OBBLIGATE I RICHIEDENTI ASILO DI RIVOLGERSI AI LORO CONSOLATI ED AMBASCIATE A FORNIRE "DETTAGLIATE INFORMAZIONI" SUL RICHIEDENTE, IVI COMPRESE I MEZZI DI VIAGGIO UTILIZZATI, PROVENIENZA DEL DENARO PER IL VIAGGIO, I MEZZI DI SOSTENTAMENTO PREVISTI, LA RICHIESTA DI VISTO IN PATRIA, I CONTRATTI DI LAVORO STIPULATI CON IMPRENDITORI LOCALIZZATI IN ITALIA LEGALMENTE RICONOSCIUTI, LOCALITÀ DI RESIDENZA E NUMERO CIVICO PREVISTA DAL DATORE DI LAVORO. Poi si potrà iniziare a parlare, nel frattempo lo stato di provenienza PAGA tutte le spese di vitto-alloggio ed è PIENAMENTE RESPONSABILE CIVILMENTE-PENALMENTE di quanto fa il SUO CITTADINO. Chi non rientra in questa casistica VIENE RIPORTATO NELLO STATO DI IMBARCO.

cgf

Sab, 10/12/2016 - 10:15

non solo non esiste alcun obbligo giuridico, chi si prende la responsabilità IN SOLIDO per aver rilasciato il documento a chi non poteva averlo? il prefetto? Renzi o Al-Fano? ma per favore...

Ritratto di bergat

bergat

Sab, 10/12/2016 - 10:34

Carta d'identità? ma non hanno già documenti identificativi? Noo? e come mai sono in Italia? Fuori fuori!!!

piazzapulita52

Sab, 10/12/2016 - 10:43

Tutte le mattina, quando mi sveglio e leggo le notizie, questo paese manovrato da individui senza scrupoli e sempre piu' pieno di africani clandestini, mi fa sempre piu' schifo! A meno che il popolo italiano si ribelli e ci decidiamo a fare una rivoluzione, saro' costretto a fuggire da questo schifo!!!

acam

Sab, 10/12/2016 - 11:00

01claude45 sab, 10/12/2016 - 09:43 obbligate i richiedenti asilo di rivolgersi ai loro consolati ed ambasciate a fornire "dettagliate informazioni" sul richiedente, ivi comprese i mezzi di viaggio utilizzati, provenienza del denaro per il viaggio, i mezzi di sostentamento previsti, la richiesta di visto in patria, i contratti di lavoro stipulati con imprenditori localizzati in italia legalmente riconosciuti, località di residenza e numero civico prevista dal datore di lavoro.
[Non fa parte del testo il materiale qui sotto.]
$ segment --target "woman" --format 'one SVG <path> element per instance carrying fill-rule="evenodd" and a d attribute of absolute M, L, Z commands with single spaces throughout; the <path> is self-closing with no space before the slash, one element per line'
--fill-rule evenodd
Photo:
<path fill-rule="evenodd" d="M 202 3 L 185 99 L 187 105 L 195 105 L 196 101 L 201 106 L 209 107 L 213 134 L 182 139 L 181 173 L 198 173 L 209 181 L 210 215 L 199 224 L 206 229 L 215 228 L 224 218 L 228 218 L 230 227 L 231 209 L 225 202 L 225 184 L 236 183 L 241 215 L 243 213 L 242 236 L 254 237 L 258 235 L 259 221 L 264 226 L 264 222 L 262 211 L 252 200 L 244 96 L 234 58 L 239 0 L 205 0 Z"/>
POI SI POTRÀ INIZIARE A PARLARE, NEL FRATTEMPO LO STATO DI PROVENIENZA PAGA TUTTE LE SPESE DI VITTO-ALLOGGIO ED È PIENAMENTE RESPONSABILE CIVILMENTE-PENALMENTE DI QUANTO FA IL SUO CITTADINO. CHI NON RIENTRA IN QUESTA CASISTICA VIENE RIPORTATO NELLO STATO DI IMBARCO. il minuscolo si puo seguire il maiuscolo indica che tu come organizzatore sei molto scarso e non rifletti prima di scrivere

Ritratto di stenos

stenos

Sab, 10/12/2016 - 11:04

01Claude45. Perfetto.

sibieski

Sab, 10/12/2016 - 12:16

noi morituri prossimi venturi. grazie bergoglio e renzino

risorgimento2015

Sab, 10/12/2016 - 13:49

@01Claude45 ,il tuo programma non fa` una piega ! BRAVO !

Raoul Pontalti

Sab, 10/12/2016 - 14:29

Cara la mia sindaca ingegnera l'art.43 del codice civile (cui con ogni probabilità fai riferimento circa la dimora dei migranti)va interpretato alla luce dell'art. 14 della Costituzione e delle norme posteriori (legge anagrafica e nel caso anche art. 3 del TULPS). Faccio notare altresì che ciò che rileva anche processualmente non sono le esatte generalità anagrafiche del soggetto bensì l'identificazione fisica del soggetto medesimo che è stata effettuata dalla Polizia di Stato che ha rilasciato il documento sulla base del quale il sindaco è tenuto a rilasciare la carta d'identità previo accertamento della dimora nel comune non delle esatte generalità del soggetto interessato, facendo fede in merito come detto il documento prodotto dalla Polizia di Stato.

pensaepoiagisci

Sab, 10/12/2016 - 18:38

ma si capisce benissimo che quelli di sx vogliono regolarizzare più migranti possibili..moltitudine di persone che ovviamente poi voteranno di conseguenza..cosi' stando le cose ..la sx non morira' mai..e stara' sempre al potere !

leserin

Sab, 10/12/2016 - 19:11

Questo della CdI ai profughi è l'ennesimo, folle tentativo di scaricare il problema migratorio sui sindaci, di fatto consentendo agli ultimi arrivati di prevalere sugli italiani nelle graduatorie per ottenere servizio contributi sociali.